The issue is back in the spotlight in a recent column by Esther Cepeda, in which she approaches the problem from a different angle.
Even without being subjected to deportation, millions of US-citizen kids with undocumented parents face dire challenges—and possible abuses—right here in the United States, Cepeda writes.
Here’s an excerpt from the column:
In an article to be published in the Connecticut Law Review this fall, author Nina Rabin, director of border research at the University of Arizona Southwest Institute for Research on Women, chronicles what she describes as the “quiet, slow-motion tragedies (that) unfold every day in immigration detention centers throughout the country.”
During interviews with detainees, judges, attorneys and child welfare system case workers in the Pima County, Ariz., Juvenile Court system, Rabin and her staff found heart-wrenching examples of the dire challenges that families face in detention or deportation systems not equipped to process mixed-status families.
With approximately 5.5 million children in the U.S. living with at least one illegal immigrant parent — 4.5 million of these children are U.S. citizens — the issues go well beyond Arizona and are best summarized by Rabin’s finding that no formal policies or mechanisms are in place to guide humane treatment of parents and children in detention or deportation proceedings.

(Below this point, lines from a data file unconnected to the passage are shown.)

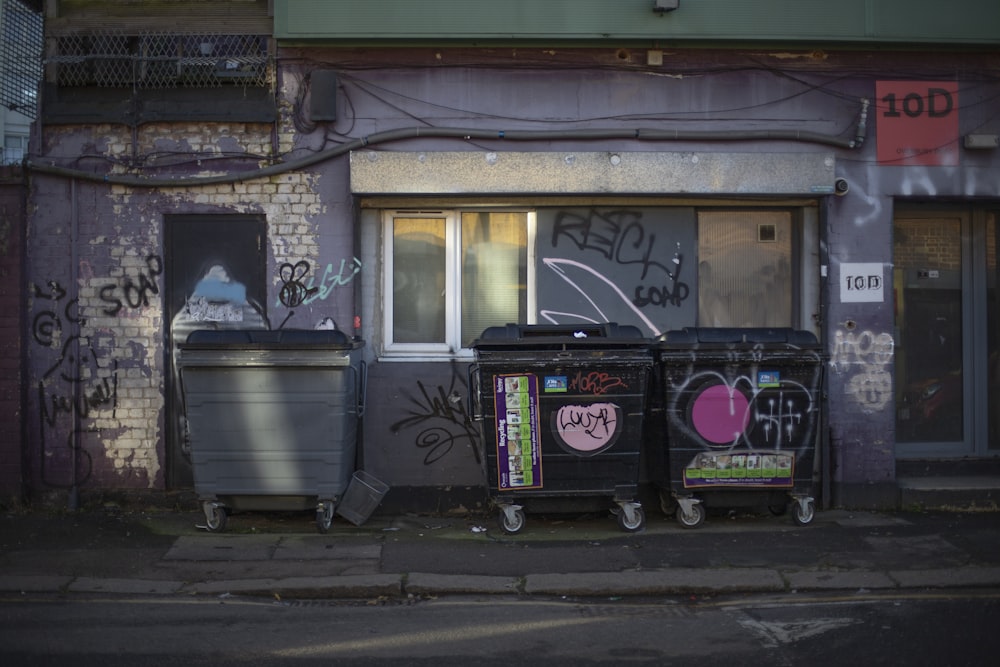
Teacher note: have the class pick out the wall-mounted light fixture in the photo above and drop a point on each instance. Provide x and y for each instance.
(982, 141)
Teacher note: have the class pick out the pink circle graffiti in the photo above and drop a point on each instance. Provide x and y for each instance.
(587, 428)
(720, 414)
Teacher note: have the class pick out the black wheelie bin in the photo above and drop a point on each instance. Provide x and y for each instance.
(741, 409)
(272, 419)
(562, 411)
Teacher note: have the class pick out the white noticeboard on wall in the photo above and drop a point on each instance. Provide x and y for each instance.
(862, 283)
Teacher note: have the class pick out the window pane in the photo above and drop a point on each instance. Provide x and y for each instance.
(418, 280)
(744, 269)
(494, 271)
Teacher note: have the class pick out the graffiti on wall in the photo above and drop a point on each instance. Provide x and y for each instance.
(619, 266)
(131, 292)
(300, 288)
(76, 385)
(440, 419)
(863, 359)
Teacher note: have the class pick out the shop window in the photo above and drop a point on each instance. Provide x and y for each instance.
(451, 274)
(746, 268)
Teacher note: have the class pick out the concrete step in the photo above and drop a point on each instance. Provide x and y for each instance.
(960, 492)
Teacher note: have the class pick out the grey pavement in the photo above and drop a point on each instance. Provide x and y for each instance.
(111, 549)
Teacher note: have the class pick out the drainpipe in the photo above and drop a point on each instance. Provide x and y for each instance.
(74, 493)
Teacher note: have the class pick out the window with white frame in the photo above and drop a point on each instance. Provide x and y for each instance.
(450, 274)
(14, 148)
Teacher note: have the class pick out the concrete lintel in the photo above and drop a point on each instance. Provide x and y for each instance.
(644, 173)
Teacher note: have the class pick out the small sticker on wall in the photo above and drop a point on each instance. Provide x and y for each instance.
(862, 283)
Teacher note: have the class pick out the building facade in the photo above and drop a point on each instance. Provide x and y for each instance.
(418, 173)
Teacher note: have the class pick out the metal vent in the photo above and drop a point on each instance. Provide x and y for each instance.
(21, 40)
(161, 60)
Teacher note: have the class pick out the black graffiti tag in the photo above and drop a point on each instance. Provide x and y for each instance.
(133, 293)
(438, 440)
(293, 291)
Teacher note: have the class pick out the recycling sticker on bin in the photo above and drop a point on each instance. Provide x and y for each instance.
(519, 459)
(741, 468)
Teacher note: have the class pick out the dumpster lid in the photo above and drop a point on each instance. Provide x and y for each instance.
(268, 338)
(737, 335)
(545, 336)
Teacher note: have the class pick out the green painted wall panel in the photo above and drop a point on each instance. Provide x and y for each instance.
(511, 21)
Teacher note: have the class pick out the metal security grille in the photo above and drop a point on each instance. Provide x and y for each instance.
(21, 39)
(161, 60)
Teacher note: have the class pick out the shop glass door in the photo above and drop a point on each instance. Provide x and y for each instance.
(947, 315)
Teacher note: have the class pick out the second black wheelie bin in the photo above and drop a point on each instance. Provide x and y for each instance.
(562, 409)
(738, 414)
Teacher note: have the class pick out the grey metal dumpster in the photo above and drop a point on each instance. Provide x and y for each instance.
(562, 409)
(272, 419)
(742, 408)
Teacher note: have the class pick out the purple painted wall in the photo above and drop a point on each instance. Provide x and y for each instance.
(90, 244)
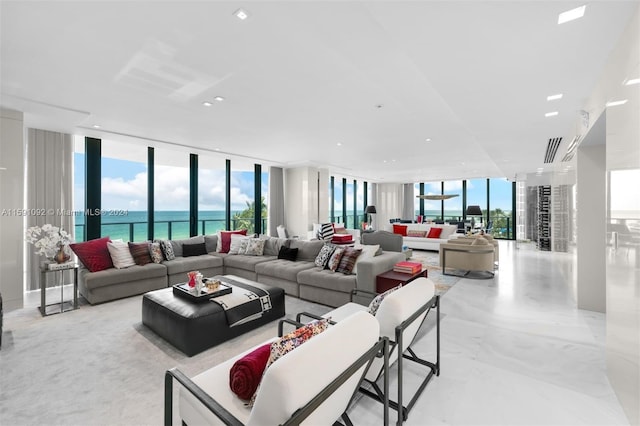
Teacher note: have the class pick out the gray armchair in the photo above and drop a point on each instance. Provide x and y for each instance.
(388, 241)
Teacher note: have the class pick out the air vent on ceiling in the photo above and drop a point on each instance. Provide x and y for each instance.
(552, 149)
(571, 149)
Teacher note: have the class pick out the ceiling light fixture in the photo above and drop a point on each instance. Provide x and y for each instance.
(241, 14)
(571, 15)
(616, 103)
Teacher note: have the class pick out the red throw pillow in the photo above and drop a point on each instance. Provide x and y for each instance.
(225, 239)
(93, 254)
(434, 233)
(400, 229)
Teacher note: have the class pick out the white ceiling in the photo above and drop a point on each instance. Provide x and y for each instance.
(300, 77)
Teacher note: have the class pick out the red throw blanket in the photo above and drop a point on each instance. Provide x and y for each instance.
(246, 373)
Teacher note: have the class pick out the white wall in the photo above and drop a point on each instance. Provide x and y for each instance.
(11, 199)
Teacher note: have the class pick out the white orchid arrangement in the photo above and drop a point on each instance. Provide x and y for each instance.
(47, 239)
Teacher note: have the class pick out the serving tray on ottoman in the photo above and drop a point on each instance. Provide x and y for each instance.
(194, 327)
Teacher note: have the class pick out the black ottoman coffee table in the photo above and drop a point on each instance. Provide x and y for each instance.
(193, 327)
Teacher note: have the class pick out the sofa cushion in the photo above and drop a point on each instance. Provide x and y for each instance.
(240, 261)
(197, 249)
(113, 276)
(283, 269)
(93, 254)
(177, 244)
(193, 263)
(120, 254)
(434, 232)
(400, 229)
(307, 250)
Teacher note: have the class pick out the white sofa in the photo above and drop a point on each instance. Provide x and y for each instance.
(424, 243)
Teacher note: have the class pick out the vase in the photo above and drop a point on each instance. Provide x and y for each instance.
(61, 256)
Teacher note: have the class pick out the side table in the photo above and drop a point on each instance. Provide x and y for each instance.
(391, 279)
(62, 306)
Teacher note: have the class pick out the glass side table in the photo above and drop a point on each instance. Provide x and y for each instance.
(63, 305)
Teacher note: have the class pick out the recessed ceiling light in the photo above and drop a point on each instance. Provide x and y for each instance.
(616, 103)
(572, 14)
(241, 14)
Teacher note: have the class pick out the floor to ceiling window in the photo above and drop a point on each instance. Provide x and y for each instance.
(500, 221)
(124, 191)
(171, 194)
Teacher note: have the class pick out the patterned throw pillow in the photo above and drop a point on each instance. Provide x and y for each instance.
(156, 252)
(255, 247)
(140, 253)
(375, 303)
(334, 260)
(167, 249)
(93, 254)
(348, 260)
(325, 254)
(326, 232)
(290, 341)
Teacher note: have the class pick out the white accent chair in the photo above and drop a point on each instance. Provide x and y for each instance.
(313, 383)
(400, 316)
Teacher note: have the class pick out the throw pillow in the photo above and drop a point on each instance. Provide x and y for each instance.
(290, 341)
(288, 254)
(120, 254)
(375, 303)
(225, 239)
(326, 231)
(140, 253)
(255, 247)
(156, 252)
(167, 249)
(400, 229)
(238, 244)
(416, 233)
(334, 260)
(348, 260)
(434, 233)
(93, 254)
(194, 249)
(325, 253)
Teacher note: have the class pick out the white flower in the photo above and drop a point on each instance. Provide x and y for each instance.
(47, 239)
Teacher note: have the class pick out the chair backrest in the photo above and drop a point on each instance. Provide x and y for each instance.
(282, 231)
(388, 241)
(301, 374)
(395, 309)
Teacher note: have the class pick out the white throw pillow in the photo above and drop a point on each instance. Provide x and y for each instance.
(368, 252)
(120, 254)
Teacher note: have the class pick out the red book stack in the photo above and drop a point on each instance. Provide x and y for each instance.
(408, 267)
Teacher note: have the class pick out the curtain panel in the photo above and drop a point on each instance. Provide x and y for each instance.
(49, 192)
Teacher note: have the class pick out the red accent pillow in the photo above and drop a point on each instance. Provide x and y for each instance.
(434, 233)
(225, 239)
(400, 229)
(93, 254)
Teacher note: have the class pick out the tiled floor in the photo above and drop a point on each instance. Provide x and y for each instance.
(514, 351)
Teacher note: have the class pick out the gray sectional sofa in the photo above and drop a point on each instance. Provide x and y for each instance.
(299, 278)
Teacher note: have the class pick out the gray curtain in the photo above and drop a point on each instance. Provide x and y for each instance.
(276, 199)
(408, 206)
(49, 192)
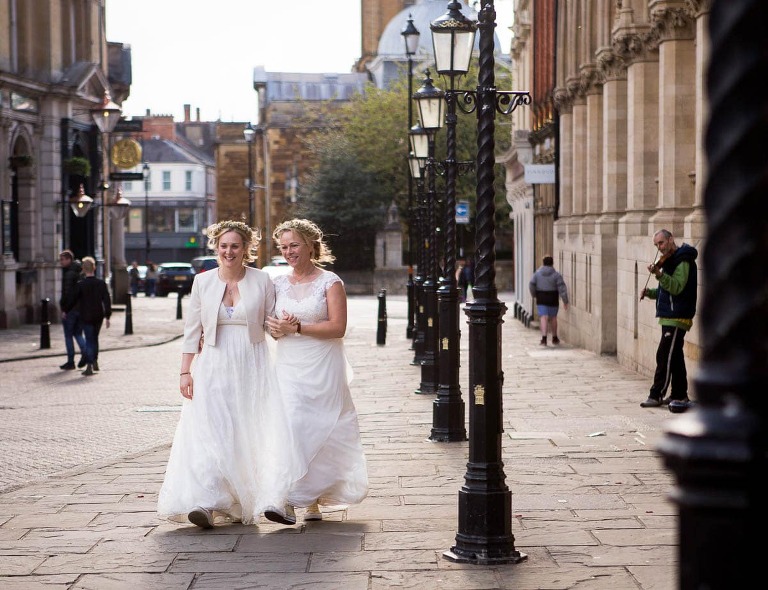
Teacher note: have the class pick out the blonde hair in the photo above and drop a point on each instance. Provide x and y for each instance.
(311, 235)
(251, 237)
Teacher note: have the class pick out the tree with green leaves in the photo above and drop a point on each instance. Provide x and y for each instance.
(362, 167)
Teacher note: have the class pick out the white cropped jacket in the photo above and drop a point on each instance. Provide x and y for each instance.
(256, 291)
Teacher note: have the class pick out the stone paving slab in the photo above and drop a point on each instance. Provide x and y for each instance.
(589, 494)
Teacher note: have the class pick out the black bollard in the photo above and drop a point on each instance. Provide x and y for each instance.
(381, 332)
(128, 316)
(178, 302)
(45, 325)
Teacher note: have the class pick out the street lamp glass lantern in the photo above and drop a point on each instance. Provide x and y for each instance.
(119, 207)
(453, 39)
(106, 115)
(416, 166)
(249, 133)
(419, 141)
(81, 204)
(430, 102)
(411, 37)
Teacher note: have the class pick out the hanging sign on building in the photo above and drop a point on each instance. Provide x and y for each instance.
(540, 173)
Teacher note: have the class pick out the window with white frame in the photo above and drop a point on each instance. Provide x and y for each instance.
(186, 220)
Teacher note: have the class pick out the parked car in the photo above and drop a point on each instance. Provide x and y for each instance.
(171, 276)
(203, 263)
(277, 266)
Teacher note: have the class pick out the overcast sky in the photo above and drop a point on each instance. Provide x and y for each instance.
(202, 53)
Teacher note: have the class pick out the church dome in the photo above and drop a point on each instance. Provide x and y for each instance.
(392, 45)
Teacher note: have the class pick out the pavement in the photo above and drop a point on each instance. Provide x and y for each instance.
(83, 459)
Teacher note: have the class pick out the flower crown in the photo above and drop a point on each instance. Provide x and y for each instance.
(228, 225)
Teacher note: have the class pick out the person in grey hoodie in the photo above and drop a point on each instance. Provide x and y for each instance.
(548, 287)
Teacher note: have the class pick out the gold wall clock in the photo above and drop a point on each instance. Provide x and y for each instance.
(126, 153)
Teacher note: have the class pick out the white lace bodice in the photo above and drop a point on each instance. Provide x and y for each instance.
(306, 301)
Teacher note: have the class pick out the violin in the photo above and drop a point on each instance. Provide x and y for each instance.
(653, 269)
(656, 266)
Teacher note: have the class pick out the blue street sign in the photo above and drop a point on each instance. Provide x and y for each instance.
(462, 212)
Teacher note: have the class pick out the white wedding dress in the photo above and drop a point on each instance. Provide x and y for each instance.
(231, 451)
(314, 378)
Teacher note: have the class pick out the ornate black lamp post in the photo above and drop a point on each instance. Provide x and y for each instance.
(453, 38)
(418, 138)
(105, 116)
(485, 502)
(430, 103)
(718, 451)
(145, 170)
(250, 134)
(411, 38)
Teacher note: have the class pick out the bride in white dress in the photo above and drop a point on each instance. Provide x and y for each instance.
(309, 324)
(231, 452)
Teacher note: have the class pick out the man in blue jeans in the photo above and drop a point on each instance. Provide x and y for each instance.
(70, 319)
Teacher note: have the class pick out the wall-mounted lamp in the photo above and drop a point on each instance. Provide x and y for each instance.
(81, 204)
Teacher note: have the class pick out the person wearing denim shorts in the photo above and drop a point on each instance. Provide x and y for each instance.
(548, 287)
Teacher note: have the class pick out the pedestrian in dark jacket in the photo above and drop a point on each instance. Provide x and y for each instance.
(95, 305)
(675, 307)
(548, 287)
(70, 318)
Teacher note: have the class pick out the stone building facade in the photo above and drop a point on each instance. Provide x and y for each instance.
(628, 128)
(55, 67)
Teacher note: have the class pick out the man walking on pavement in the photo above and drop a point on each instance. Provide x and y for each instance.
(92, 300)
(675, 307)
(70, 320)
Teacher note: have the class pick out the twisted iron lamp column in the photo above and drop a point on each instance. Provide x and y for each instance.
(420, 324)
(429, 365)
(485, 503)
(718, 451)
(448, 407)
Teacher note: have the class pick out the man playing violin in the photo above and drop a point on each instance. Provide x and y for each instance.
(675, 307)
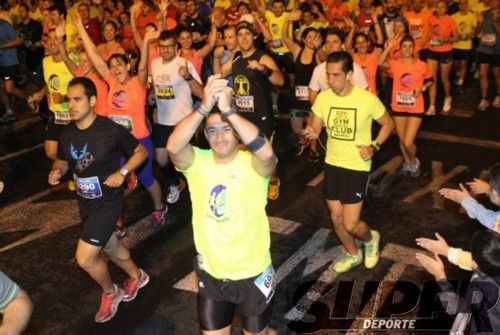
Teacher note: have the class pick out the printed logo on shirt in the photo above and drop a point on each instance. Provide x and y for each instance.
(54, 82)
(217, 201)
(119, 99)
(406, 80)
(341, 123)
(82, 157)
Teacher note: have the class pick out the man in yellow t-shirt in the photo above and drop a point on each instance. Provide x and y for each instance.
(229, 194)
(347, 112)
(466, 22)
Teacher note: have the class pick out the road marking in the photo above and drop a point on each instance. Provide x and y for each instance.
(459, 139)
(438, 179)
(20, 152)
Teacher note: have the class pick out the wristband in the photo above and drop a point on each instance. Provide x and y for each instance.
(203, 112)
(267, 71)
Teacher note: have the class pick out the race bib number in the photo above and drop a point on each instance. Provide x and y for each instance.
(61, 118)
(123, 120)
(277, 43)
(405, 99)
(302, 93)
(88, 188)
(266, 282)
(488, 39)
(244, 103)
(436, 41)
(165, 92)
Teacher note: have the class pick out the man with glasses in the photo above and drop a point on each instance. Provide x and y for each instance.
(174, 79)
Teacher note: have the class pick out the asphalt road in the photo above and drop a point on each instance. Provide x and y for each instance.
(39, 227)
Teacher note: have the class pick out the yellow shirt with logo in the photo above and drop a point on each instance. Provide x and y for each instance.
(348, 123)
(275, 25)
(57, 77)
(230, 225)
(465, 25)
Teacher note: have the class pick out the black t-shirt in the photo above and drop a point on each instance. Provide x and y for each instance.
(92, 155)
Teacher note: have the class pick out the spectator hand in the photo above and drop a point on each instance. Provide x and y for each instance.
(438, 246)
(455, 195)
(479, 186)
(433, 265)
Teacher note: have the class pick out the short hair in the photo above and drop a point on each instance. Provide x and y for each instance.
(485, 249)
(88, 86)
(167, 34)
(344, 57)
(335, 31)
(118, 56)
(307, 31)
(495, 177)
(60, 9)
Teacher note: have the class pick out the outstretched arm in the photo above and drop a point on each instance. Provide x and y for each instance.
(99, 63)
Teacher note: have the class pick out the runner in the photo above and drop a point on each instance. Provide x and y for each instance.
(174, 79)
(411, 77)
(91, 146)
(347, 112)
(254, 74)
(15, 306)
(231, 233)
(126, 106)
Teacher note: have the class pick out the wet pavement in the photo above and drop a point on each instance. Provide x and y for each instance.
(39, 227)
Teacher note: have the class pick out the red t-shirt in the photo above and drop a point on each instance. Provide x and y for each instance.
(406, 79)
(441, 29)
(127, 104)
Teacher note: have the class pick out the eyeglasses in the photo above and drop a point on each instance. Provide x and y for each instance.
(163, 46)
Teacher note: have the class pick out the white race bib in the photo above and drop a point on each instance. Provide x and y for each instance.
(266, 282)
(61, 117)
(302, 93)
(405, 99)
(244, 103)
(88, 188)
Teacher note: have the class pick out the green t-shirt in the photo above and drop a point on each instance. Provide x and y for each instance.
(230, 225)
(348, 122)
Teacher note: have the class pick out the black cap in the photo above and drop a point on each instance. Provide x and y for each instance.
(244, 25)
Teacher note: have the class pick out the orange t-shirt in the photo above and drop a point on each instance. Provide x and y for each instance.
(406, 79)
(127, 105)
(369, 66)
(441, 29)
(418, 24)
(102, 92)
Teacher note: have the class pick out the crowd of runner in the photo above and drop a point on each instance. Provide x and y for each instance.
(127, 86)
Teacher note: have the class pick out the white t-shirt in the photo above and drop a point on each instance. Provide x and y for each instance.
(173, 95)
(318, 80)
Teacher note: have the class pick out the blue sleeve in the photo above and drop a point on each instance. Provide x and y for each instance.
(477, 211)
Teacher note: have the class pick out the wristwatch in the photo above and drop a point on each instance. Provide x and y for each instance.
(123, 172)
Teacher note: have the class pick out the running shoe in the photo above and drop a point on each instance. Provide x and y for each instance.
(303, 144)
(414, 170)
(447, 105)
(314, 156)
(120, 228)
(431, 111)
(109, 305)
(173, 194)
(347, 262)
(405, 169)
(132, 181)
(159, 217)
(372, 250)
(483, 105)
(273, 192)
(131, 285)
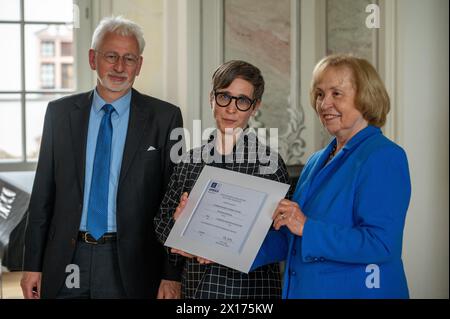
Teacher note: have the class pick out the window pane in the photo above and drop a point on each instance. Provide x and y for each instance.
(10, 9)
(47, 48)
(10, 128)
(66, 48)
(67, 76)
(10, 57)
(47, 76)
(36, 105)
(49, 10)
(43, 57)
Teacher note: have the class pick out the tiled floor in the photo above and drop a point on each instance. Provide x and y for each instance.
(11, 285)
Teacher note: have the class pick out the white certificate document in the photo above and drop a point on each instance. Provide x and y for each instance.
(227, 217)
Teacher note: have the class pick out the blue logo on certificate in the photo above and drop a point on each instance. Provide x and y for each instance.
(214, 187)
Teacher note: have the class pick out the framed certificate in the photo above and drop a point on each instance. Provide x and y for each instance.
(227, 217)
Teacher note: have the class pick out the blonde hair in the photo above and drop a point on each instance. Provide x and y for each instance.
(371, 97)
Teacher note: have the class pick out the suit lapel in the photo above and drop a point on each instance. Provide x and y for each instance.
(136, 128)
(79, 122)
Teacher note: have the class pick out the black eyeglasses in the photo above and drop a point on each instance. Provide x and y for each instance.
(112, 58)
(243, 103)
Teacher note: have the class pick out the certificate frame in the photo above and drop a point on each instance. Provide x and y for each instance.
(243, 258)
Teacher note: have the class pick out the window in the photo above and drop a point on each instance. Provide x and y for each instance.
(67, 76)
(38, 68)
(48, 76)
(47, 48)
(66, 48)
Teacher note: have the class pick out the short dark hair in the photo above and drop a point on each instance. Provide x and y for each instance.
(231, 70)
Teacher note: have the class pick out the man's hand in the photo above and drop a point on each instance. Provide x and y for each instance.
(31, 285)
(169, 289)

Child welfare personnel say parents routinely “disappear” because they are so difficult to track down once they are apprehended by Immigration and Customs Enforcement. Out of fear, detained immigrants are often reluctant to provide information to allow a child to be placed with another family member, so children are more likely to wind up in the foster care system instead of with relatives. And parents who are able to remain on the radar in detention fare worse than incarcerated parents because of lack of family services routinely available in jails or prisons.
Illegal immigrants with no criminal record — living in the U.S. without authorization is a civil offense — are often perceived and treated as criminals. So even when detained parents choose to fight deportation, which means months or years in detention, personnel in the child welfare system are likely to “write off” those parents and assume that they’ll be unable to regain custody of their children.
Child welfare systems unaccustomed to the needs of families caught up in this process often can’t cope with long, unpredictable immigration hearing timelines that keep parents from complying with reunification plans. These cases can’t possibly conform to detailed statutory timelines that must be met once a child is in state custody. Additionally, few personnel seek assistance from consular offices to help children by identifying, evaluating and communicating with family members in the parents’ home country.